Saturday, August 1, 2020

The Early Christians - G. K. Chesterton


      God was not exactly dead after all; there trailed through the bewildered imagination some sort of fantastic procession of the funeral of God, at which the sun turned black, but which ended with the dead omnipotence breaking out of the tomb and rising again like the sun.

     But it was not the strange story to which anybody paid particular attention; people in that world had seen queer religions enough to fill a madhouse.

     It was something in the tone of the madmen and their type of formation. They were a scratch company of barbarians and slaves and poor and unimportant people; but their formation was military; they moved together and were very absolute about who and what was really a part of their little system; and about what they said.

     However mildly, there was a ring like iron.  Men used to many mythologies and moralities could make no analysis of the mystery, except the curious conjecture that they meant what they said.

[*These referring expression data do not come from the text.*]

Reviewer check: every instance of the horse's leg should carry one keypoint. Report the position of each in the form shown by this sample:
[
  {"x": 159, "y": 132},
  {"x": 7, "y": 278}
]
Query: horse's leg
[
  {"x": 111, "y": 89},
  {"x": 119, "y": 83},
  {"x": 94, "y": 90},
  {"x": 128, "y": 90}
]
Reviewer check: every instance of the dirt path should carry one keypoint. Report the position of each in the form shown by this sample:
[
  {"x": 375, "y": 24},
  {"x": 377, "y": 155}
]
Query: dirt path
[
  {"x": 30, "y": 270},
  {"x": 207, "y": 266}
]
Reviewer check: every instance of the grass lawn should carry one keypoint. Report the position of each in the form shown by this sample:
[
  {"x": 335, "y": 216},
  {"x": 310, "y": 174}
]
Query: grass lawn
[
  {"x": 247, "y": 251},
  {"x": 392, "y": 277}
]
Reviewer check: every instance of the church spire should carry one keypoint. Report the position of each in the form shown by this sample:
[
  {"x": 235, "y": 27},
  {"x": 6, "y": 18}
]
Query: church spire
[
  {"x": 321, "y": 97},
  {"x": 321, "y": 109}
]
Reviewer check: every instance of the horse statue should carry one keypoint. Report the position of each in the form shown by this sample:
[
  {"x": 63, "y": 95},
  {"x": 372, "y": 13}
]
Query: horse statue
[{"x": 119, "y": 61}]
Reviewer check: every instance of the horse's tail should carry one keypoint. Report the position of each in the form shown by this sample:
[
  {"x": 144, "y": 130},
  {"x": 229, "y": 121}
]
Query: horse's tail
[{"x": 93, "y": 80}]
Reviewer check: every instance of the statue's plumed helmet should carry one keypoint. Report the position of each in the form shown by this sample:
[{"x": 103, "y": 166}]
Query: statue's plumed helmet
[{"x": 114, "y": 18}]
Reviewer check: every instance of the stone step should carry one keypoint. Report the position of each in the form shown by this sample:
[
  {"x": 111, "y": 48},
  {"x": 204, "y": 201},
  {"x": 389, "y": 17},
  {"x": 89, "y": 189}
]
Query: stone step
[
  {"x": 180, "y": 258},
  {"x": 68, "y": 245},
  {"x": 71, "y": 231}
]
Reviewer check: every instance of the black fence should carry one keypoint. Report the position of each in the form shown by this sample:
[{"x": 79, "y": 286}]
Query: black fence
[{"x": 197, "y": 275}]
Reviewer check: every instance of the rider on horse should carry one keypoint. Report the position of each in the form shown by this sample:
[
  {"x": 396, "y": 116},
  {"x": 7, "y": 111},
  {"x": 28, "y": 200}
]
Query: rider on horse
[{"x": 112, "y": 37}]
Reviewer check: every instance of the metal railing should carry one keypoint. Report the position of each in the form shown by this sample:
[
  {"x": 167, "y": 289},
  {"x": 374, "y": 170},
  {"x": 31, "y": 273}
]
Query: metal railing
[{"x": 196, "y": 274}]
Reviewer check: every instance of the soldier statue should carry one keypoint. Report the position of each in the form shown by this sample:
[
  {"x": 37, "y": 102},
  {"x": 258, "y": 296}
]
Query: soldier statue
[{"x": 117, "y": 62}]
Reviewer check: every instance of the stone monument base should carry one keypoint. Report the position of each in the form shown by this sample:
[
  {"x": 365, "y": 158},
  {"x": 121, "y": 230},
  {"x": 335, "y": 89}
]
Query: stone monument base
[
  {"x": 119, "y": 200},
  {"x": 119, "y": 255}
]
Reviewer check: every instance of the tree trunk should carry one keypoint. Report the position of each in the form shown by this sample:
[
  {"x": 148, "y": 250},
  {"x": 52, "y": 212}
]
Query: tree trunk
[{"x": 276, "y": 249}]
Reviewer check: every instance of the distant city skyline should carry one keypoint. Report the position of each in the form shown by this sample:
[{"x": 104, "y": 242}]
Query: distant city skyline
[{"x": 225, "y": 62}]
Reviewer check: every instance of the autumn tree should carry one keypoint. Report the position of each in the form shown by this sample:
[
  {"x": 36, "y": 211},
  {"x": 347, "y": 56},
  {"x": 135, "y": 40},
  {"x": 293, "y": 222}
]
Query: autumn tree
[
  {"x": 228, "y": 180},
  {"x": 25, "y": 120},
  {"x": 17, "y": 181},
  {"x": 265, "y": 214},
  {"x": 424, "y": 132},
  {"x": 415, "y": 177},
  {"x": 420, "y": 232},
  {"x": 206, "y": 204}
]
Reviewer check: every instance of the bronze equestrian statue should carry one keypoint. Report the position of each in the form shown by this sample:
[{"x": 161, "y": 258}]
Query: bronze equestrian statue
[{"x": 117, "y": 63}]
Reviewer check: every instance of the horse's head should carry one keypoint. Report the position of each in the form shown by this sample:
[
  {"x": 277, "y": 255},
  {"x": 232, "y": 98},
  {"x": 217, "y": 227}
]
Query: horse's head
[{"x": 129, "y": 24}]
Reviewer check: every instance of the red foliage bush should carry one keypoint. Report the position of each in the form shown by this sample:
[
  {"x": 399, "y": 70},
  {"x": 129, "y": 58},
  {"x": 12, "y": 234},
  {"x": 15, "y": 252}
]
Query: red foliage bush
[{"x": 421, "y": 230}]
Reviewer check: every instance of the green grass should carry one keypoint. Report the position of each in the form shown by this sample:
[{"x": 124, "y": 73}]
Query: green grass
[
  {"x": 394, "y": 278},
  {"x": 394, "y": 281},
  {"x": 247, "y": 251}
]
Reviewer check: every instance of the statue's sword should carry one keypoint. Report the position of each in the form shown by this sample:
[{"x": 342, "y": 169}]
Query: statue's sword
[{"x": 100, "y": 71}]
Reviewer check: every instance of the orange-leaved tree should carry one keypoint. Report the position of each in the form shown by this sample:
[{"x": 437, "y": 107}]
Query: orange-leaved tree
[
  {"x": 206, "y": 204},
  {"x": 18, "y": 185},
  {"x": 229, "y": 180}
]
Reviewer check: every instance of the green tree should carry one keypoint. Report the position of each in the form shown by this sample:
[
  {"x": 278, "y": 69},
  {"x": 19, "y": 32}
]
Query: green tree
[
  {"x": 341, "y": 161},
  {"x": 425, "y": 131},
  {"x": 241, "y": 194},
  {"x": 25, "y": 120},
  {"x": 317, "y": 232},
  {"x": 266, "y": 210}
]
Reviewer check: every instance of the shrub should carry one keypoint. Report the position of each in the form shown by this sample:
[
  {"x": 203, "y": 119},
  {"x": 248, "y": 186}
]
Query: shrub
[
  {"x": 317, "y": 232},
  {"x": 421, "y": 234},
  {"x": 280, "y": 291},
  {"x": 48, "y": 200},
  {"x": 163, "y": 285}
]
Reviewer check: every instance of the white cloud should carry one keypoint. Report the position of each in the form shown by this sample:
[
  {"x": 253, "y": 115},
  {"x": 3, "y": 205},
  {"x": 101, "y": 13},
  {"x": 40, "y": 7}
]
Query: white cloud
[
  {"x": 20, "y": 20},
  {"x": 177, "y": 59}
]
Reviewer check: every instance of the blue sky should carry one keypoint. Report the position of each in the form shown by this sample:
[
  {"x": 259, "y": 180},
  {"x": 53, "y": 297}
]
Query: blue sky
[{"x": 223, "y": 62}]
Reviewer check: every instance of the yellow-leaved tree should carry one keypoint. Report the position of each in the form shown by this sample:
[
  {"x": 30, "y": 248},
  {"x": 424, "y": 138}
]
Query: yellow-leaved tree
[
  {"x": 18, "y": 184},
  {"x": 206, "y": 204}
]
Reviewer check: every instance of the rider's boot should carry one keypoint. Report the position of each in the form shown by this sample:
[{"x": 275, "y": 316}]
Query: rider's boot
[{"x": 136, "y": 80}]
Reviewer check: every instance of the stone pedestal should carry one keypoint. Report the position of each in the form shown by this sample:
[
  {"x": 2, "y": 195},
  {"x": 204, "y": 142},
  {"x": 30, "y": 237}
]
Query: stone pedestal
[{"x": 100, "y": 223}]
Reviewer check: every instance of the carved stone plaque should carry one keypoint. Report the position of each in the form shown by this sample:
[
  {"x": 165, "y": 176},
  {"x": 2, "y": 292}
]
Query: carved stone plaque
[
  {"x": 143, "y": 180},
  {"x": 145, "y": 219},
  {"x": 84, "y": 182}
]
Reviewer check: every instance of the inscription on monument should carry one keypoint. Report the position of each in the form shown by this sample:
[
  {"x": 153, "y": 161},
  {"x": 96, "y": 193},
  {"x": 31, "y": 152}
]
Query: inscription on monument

     All attempts to make them see reason in the perfectly simple matter of the Emperor's statue seemed to be spoken to deaf men. It was as if a new meteoric metal had fallen on the earth; it was a difference of substance to the touch. Those who touched their foundation fancied they had struck a rock.

     With a strange rapidity, like the changes of a dream, the proportions of things seemed to change in their presence. Before most men knew what had happened, these few men were palpably present.

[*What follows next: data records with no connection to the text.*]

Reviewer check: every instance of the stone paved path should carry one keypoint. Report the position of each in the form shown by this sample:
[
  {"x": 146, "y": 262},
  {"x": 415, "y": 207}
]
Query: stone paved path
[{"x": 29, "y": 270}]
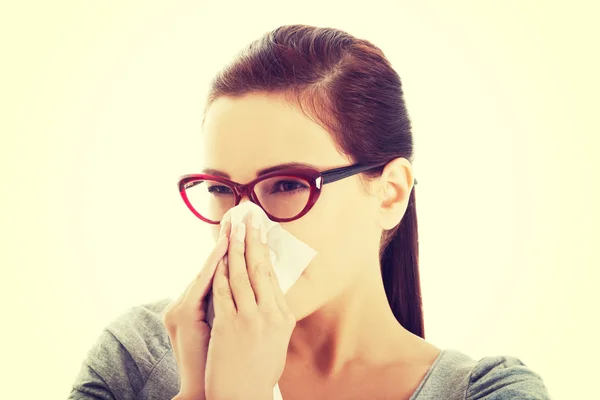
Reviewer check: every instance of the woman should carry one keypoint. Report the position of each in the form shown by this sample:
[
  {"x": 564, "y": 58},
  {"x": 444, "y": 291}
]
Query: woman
[{"x": 301, "y": 107}]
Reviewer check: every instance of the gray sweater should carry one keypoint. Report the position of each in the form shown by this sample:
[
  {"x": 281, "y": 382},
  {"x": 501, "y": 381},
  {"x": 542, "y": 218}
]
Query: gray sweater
[{"x": 133, "y": 359}]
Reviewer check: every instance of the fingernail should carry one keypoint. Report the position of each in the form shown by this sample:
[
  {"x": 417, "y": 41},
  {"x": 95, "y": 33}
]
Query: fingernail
[
  {"x": 223, "y": 228},
  {"x": 263, "y": 234},
  {"x": 255, "y": 220},
  {"x": 240, "y": 234}
]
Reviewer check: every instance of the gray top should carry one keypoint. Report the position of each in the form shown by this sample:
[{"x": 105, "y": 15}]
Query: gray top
[{"x": 133, "y": 359}]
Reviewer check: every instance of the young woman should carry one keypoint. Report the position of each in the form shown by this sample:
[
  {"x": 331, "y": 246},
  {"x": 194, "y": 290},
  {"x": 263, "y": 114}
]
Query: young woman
[{"x": 310, "y": 124}]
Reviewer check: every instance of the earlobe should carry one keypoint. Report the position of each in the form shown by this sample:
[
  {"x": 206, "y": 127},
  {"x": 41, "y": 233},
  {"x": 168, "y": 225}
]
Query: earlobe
[{"x": 396, "y": 183}]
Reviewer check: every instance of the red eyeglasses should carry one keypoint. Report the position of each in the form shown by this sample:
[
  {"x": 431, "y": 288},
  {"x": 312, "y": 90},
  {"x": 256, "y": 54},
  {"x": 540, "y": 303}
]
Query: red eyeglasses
[{"x": 285, "y": 195}]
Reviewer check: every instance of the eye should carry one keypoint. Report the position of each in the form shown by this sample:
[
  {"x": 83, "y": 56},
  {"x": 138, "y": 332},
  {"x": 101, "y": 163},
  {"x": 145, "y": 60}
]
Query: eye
[
  {"x": 219, "y": 189},
  {"x": 288, "y": 186}
]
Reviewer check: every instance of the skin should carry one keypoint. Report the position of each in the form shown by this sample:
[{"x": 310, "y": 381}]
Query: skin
[{"x": 345, "y": 328}]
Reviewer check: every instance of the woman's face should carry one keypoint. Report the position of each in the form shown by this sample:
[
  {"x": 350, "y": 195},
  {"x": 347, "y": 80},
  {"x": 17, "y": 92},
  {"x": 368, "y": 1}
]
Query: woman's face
[{"x": 247, "y": 134}]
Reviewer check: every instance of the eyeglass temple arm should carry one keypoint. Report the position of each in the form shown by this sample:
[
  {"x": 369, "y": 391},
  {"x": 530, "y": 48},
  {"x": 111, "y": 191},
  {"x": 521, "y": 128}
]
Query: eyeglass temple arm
[{"x": 340, "y": 173}]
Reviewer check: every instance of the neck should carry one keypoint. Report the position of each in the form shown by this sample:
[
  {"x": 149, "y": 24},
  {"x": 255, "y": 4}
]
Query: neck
[{"x": 357, "y": 328}]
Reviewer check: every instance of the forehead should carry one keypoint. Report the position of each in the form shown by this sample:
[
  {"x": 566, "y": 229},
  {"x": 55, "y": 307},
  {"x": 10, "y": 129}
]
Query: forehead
[{"x": 243, "y": 135}]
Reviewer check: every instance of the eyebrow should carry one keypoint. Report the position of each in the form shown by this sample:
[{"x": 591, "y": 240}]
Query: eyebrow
[{"x": 264, "y": 171}]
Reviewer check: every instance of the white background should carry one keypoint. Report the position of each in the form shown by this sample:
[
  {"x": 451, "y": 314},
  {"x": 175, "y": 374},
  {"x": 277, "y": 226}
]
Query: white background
[{"x": 101, "y": 108}]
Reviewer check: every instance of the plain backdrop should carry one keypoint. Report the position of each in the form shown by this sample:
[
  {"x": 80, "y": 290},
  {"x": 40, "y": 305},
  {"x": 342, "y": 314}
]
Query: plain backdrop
[{"x": 101, "y": 109}]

     They were important enough to be ignored. People became suddenly silent about them and walked swiftly past them.

     We see a new scene, in which the world has drawn its skirts away from these men and women and they stand in the center of a great space like lepers.  The scene changes again and the great space where they stand is overhung on every side with a cloud of witnesses, interminable terraces full of faces looking down towards them intently; for strange things are happening to them.

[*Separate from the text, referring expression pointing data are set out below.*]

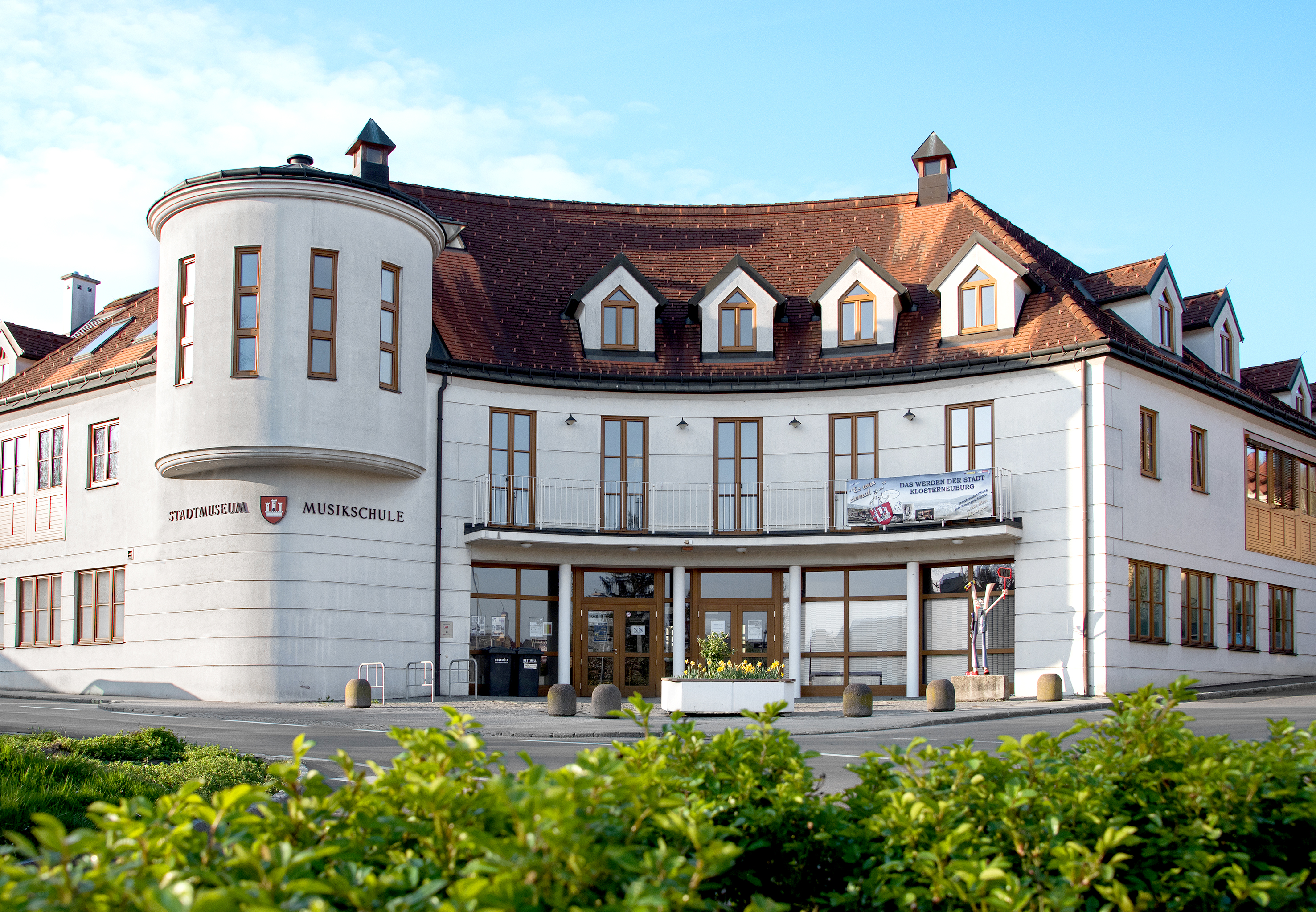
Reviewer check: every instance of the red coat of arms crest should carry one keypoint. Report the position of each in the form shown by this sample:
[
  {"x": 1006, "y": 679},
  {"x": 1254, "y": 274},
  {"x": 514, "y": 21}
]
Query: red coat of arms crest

     New tortures have been invented for the madmen who have brought the good news. That sad and weary society seems almost to find a new energy in establishing its first religious persecution.

     Nobody yet knows very clearly why that level world has thus lost its balance about the people in its midst; but they stand unnaturally still while the arena and the world seem to revolve round them.

     And there shone on them in that dark hour a light that has never been darkened; a white fire clinging to that group, like an unearthly phosphorescence, blazing its track through the twilights of history and confounding every effort to confound it with the mists of mythology and theory; that shaft of light or lightning by which the world itself has struck and isolated and crowned it; by which its own enemies have made it more illustrious and its own critics have made it more inexplicable; the halo of hatred around the Church of God.

    From The Everlasting Man, by G. K. Chesterton, Chapter 8, "The End of the World."